Without view-through conversion tracking set up, you won’t get the option to adjust credit for ‘impression’ while creating a new attribution model in Google Analytics.

If you are brand new to view-through conversions then read this article first: Understanding view-through conversions in Google Adwords where I explained in great detail, what view-through conversions are and when they are reported.

 

In order to valuate display advertising through attribution modelling, follow the steps below:

Step-1: Login to your Google Analytics Premium account and then navigate to the property for which data-driven attribution model is available.

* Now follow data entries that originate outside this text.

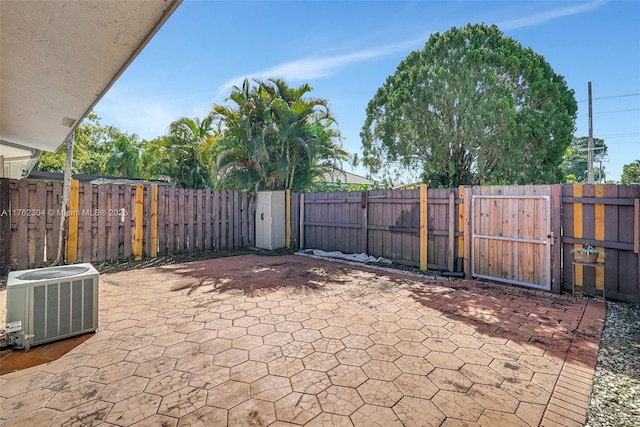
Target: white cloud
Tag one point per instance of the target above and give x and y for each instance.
(542, 17)
(320, 66)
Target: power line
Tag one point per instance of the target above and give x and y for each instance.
(613, 111)
(612, 96)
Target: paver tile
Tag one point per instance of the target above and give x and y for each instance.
(231, 357)
(204, 417)
(271, 388)
(167, 383)
(116, 391)
(351, 356)
(481, 374)
(444, 360)
(328, 345)
(194, 362)
(355, 348)
(377, 392)
(155, 367)
(348, 376)
(492, 397)
(36, 399)
(210, 377)
(39, 417)
(414, 412)
(182, 402)
(372, 415)
(157, 420)
(228, 394)
(311, 382)
(530, 413)
(327, 419)
(381, 370)
(132, 410)
(383, 352)
(416, 386)
(252, 412)
(340, 400)
(320, 361)
(497, 418)
(297, 408)
(448, 379)
(457, 405)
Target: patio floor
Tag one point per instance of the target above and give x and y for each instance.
(291, 340)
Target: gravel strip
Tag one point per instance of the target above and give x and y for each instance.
(615, 398)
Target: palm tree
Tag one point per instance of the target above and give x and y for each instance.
(184, 151)
(124, 158)
(275, 138)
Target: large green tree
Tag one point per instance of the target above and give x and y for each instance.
(89, 151)
(124, 156)
(274, 137)
(575, 161)
(472, 107)
(631, 173)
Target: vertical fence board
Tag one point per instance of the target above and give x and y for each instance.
(5, 226)
(40, 223)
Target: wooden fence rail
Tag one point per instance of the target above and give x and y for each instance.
(498, 232)
(117, 222)
(517, 234)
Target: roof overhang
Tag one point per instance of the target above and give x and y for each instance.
(57, 60)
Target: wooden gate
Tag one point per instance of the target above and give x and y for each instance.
(511, 235)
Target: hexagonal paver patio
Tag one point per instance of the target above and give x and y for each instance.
(292, 340)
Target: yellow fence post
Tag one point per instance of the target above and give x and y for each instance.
(287, 204)
(139, 219)
(423, 226)
(72, 236)
(577, 232)
(154, 221)
(599, 234)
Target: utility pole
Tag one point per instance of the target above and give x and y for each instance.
(590, 149)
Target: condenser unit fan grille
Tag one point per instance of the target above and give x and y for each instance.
(53, 273)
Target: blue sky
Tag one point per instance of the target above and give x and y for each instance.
(346, 49)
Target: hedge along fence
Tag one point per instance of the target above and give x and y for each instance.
(117, 222)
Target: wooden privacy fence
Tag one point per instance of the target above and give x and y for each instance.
(117, 222)
(515, 234)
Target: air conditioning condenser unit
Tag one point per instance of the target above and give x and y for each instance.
(48, 304)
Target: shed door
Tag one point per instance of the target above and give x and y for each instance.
(510, 235)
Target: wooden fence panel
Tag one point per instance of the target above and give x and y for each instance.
(604, 216)
(5, 226)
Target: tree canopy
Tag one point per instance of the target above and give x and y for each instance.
(631, 173)
(274, 138)
(472, 107)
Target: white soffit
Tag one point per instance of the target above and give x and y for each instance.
(58, 58)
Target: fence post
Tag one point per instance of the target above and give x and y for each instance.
(636, 227)
(464, 225)
(5, 227)
(577, 232)
(72, 241)
(301, 237)
(556, 238)
(423, 226)
(154, 221)
(599, 233)
(364, 204)
(287, 214)
(139, 218)
(452, 231)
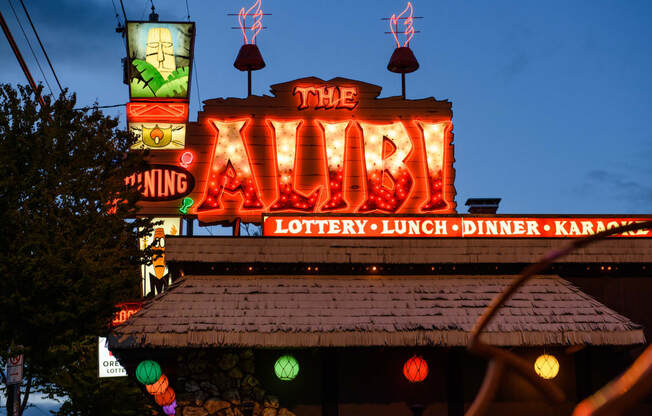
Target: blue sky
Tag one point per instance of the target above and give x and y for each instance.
(551, 100)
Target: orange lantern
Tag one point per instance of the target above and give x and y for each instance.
(165, 398)
(415, 369)
(159, 387)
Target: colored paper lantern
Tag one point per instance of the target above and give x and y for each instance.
(286, 368)
(159, 387)
(166, 398)
(546, 366)
(415, 369)
(148, 372)
(170, 409)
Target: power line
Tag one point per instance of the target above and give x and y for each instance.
(194, 64)
(20, 59)
(88, 107)
(30, 46)
(42, 47)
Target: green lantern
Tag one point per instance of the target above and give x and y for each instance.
(148, 372)
(286, 368)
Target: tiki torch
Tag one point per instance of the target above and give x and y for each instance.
(403, 60)
(249, 57)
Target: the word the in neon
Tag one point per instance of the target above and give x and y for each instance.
(389, 181)
(327, 97)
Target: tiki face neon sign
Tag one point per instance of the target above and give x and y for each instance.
(317, 147)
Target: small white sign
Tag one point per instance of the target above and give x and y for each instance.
(15, 369)
(109, 366)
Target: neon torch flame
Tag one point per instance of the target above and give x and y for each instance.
(257, 25)
(409, 28)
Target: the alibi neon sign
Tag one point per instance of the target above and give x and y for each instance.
(320, 147)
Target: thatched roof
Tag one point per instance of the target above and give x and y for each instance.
(398, 251)
(312, 311)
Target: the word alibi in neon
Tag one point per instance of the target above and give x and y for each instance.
(388, 179)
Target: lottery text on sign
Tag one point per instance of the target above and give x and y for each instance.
(506, 227)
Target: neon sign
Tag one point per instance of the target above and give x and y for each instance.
(327, 97)
(127, 309)
(162, 183)
(443, 227)
(313, 147)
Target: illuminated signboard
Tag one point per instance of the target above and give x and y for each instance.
(126, 310)
(441, 227)
(162, 183)
(316, 146)
(160, 59)
(155, 276)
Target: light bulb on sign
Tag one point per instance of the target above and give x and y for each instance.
(186, 159)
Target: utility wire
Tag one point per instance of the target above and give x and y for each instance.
(41, 44)
(21, 61)
(30, 46)
(88, 107)
(194, 65)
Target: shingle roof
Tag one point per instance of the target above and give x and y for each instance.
(303, 311)
(398, 251)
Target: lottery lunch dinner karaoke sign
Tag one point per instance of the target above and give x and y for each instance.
(312, 146)
(446, 226)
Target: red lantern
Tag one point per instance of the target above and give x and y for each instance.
(159, 387)
(415, 369)
(165, 398)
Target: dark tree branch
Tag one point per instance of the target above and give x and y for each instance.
(26, 395)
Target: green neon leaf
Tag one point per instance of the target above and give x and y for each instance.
(174, 88)
(150, 74)
(140, 89)
(178, 73)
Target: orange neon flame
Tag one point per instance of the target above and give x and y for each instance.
(257, 25)
(409, 28)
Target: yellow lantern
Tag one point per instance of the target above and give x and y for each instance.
(546, 366)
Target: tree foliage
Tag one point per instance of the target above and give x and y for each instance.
(68, 252)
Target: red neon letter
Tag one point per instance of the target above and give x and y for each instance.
(388, 179)
(285, 136)
(230, 168)
(348, 98)
(433, 135)
(326, 97)
(334, 140)
(304, 94)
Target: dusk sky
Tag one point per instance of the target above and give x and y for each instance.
(551, 100)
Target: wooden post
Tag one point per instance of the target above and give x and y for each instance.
(329, 383)
(455, 382)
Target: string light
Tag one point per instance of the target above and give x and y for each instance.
(546, 366)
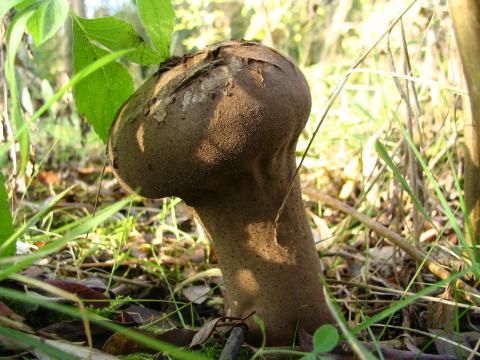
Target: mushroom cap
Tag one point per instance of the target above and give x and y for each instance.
(208, 116)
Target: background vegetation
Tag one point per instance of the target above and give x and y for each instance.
(382, 180)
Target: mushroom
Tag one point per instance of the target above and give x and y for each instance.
(218, 129)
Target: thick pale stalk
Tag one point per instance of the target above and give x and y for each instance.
(466, 22)
(271, 270)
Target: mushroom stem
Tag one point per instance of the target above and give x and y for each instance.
(272, 269)
(218, 128)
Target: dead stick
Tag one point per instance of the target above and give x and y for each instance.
(234, 343)
(414, 252)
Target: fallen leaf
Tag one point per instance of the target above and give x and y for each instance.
(82, 291)
(119, 344)
(196, 293)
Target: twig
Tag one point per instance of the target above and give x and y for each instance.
(234, 343)
(419, 255)
(331, 100)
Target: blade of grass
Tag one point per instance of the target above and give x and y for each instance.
(40, 215)
(409, 300)
(36, 343)
(73, 81)
(73, 312)
(441, 197)
(21, 262)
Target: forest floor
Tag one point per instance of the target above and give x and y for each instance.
(150, 266)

Step-2: Navigate to ‘Model Comparison Toolreport (under Conversions > Multi-Channel Funnels):

Step-3: Set the date range of the ‘Model Comparison tool’ report to the last 3 months (or longer if required):

Step-4: Click on ‘Select Model’ drop-down menu:

Step-5: Scroll down a bit and then click on the link ‘create new custom model’:

Step-6: Give your new attribution model, a name (say ‘Display Advertising Model’) and then select ‘Data-Driven’ as baseline model:

  1. An attribution model is a set of rules which is used to determine, how credit for conversions should be attributed to different marketing channels.
  2. Baseline attribution models are the pre-built attribution models available in Google Analytics.
  3. Custom attribution models are user-defined attribution models.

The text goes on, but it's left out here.